Affix the corner pieces at each end of the roof section using the provided brackets and screws. One should be higher than the other, as you measured in step two.
Install support brackets every 36 inches along the length of the roof section between the two corners.
Measure the length of the section between the corner pieces. Cut the gutter sections to fit that length, leaving an extra inch on each side to insert into the corner pieces. Gutters usually come in 10 foot sections. You should only need to cut the final section you install.
Snap the gutter sections into the brackets.
Affix end caps to the drop spouts on each corner, unless you are going to affix a downspout to that corner. The end caps snap into place without tools on most plastic gutter kits.

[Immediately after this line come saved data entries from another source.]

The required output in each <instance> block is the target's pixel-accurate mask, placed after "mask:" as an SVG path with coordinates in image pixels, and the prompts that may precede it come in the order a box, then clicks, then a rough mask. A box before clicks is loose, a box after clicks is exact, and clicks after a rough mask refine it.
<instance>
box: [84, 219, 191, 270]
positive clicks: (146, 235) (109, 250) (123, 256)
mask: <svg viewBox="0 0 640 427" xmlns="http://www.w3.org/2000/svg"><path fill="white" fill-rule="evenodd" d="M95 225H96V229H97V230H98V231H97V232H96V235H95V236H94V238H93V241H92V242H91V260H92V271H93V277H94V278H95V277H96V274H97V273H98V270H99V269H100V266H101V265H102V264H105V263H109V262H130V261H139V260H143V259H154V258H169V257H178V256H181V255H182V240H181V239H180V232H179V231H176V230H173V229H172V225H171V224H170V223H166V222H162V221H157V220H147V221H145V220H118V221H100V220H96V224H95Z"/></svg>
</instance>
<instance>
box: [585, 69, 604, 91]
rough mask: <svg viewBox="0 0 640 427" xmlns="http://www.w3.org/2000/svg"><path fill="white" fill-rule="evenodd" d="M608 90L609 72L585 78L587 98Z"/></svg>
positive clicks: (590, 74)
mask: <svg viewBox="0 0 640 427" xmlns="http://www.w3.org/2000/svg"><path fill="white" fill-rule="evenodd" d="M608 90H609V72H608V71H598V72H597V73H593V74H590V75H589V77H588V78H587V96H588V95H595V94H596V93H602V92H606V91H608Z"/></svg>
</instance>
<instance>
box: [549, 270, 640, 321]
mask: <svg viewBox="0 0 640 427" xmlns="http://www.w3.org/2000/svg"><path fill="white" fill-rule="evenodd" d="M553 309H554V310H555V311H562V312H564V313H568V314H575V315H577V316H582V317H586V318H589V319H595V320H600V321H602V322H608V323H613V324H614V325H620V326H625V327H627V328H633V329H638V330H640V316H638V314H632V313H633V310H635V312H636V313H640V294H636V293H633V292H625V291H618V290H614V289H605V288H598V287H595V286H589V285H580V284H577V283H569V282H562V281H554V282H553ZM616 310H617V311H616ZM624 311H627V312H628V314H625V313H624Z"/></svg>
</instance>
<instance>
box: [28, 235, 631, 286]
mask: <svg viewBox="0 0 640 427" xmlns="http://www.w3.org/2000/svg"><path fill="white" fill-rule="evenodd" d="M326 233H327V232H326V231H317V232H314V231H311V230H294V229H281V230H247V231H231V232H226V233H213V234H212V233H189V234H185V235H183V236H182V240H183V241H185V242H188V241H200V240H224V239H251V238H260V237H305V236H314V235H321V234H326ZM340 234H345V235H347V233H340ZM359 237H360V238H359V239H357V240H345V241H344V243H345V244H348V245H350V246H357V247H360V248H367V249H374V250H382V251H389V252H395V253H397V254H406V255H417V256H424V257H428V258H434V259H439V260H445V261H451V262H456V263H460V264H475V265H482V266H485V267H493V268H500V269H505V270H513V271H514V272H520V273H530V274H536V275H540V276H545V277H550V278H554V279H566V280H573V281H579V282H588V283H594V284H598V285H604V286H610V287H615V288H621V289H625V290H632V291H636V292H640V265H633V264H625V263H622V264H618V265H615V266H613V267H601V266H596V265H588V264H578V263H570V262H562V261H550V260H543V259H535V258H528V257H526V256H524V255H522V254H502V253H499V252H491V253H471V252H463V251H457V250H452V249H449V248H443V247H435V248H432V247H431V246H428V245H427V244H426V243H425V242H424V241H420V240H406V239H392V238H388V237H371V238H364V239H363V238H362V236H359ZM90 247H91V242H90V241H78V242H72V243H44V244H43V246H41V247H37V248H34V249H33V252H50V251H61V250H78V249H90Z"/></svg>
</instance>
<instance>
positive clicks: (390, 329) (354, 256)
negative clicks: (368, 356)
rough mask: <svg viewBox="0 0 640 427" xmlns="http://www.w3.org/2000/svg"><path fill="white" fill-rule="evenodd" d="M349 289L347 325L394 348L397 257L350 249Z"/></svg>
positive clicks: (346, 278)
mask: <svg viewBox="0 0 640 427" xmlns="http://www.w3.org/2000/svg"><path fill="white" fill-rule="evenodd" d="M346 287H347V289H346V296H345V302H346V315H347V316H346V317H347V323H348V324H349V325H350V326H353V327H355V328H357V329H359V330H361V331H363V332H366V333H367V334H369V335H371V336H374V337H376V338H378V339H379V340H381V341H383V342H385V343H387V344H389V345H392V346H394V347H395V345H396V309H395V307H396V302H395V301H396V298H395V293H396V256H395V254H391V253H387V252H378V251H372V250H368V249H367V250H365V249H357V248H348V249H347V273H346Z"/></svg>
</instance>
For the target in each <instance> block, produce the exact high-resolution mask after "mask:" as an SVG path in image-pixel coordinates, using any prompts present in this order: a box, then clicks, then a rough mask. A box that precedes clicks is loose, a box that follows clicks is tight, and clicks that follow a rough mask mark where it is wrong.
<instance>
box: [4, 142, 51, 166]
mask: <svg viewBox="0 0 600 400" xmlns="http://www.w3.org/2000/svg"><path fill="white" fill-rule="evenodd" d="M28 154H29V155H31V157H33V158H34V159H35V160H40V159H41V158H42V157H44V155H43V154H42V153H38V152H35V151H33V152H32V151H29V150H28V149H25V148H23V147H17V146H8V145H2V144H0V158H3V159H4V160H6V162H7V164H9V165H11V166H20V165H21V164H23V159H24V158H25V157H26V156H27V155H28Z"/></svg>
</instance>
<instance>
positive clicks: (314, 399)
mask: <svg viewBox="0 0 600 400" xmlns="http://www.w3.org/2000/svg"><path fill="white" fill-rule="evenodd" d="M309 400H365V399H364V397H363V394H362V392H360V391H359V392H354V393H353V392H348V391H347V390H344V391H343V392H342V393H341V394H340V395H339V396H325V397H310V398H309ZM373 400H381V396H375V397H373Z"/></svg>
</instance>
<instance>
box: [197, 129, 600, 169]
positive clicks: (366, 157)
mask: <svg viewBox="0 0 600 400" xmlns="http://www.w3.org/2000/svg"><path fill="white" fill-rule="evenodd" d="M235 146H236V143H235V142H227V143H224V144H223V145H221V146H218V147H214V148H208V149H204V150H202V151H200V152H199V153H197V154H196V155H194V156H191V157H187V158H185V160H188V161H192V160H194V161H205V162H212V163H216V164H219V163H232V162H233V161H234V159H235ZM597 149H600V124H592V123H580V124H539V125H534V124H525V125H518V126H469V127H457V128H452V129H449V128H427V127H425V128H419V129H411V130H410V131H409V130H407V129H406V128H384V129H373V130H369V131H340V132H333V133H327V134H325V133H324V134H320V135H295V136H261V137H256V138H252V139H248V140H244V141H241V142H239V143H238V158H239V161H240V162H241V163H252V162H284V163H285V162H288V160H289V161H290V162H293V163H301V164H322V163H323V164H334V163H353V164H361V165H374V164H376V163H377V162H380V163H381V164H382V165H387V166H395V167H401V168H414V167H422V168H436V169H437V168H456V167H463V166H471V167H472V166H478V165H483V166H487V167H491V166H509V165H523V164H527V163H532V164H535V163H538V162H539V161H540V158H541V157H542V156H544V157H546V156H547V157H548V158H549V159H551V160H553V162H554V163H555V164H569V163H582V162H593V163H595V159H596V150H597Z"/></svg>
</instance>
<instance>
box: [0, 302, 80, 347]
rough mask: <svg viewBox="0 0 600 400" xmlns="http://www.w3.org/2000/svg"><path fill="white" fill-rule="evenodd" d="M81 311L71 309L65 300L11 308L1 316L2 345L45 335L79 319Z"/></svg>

Attach an elbow to any corner with a downspout. Attach a short length of downspout, about 2 feet, to the elbow, which will hang directly under the eaves. Attach another elbow to the end of that piece with the end of the elbow pointing down. Measure and cut to fit the main length of downspout and attach it. It should run parallel to the wall.
Attach a bracket to the downspout at the top for support, and screw the bracket into the wall. Screw two more brackets evenly spaced along the main length of the wall to support the downspout all the way down.
Attach another elbow at the bottom of the downspout. Attach another short length of downspout to this elbow to divert water at least 2 feet away from the house foundation.
Repeat this process, with or without the downspout section, for each straight length of roof.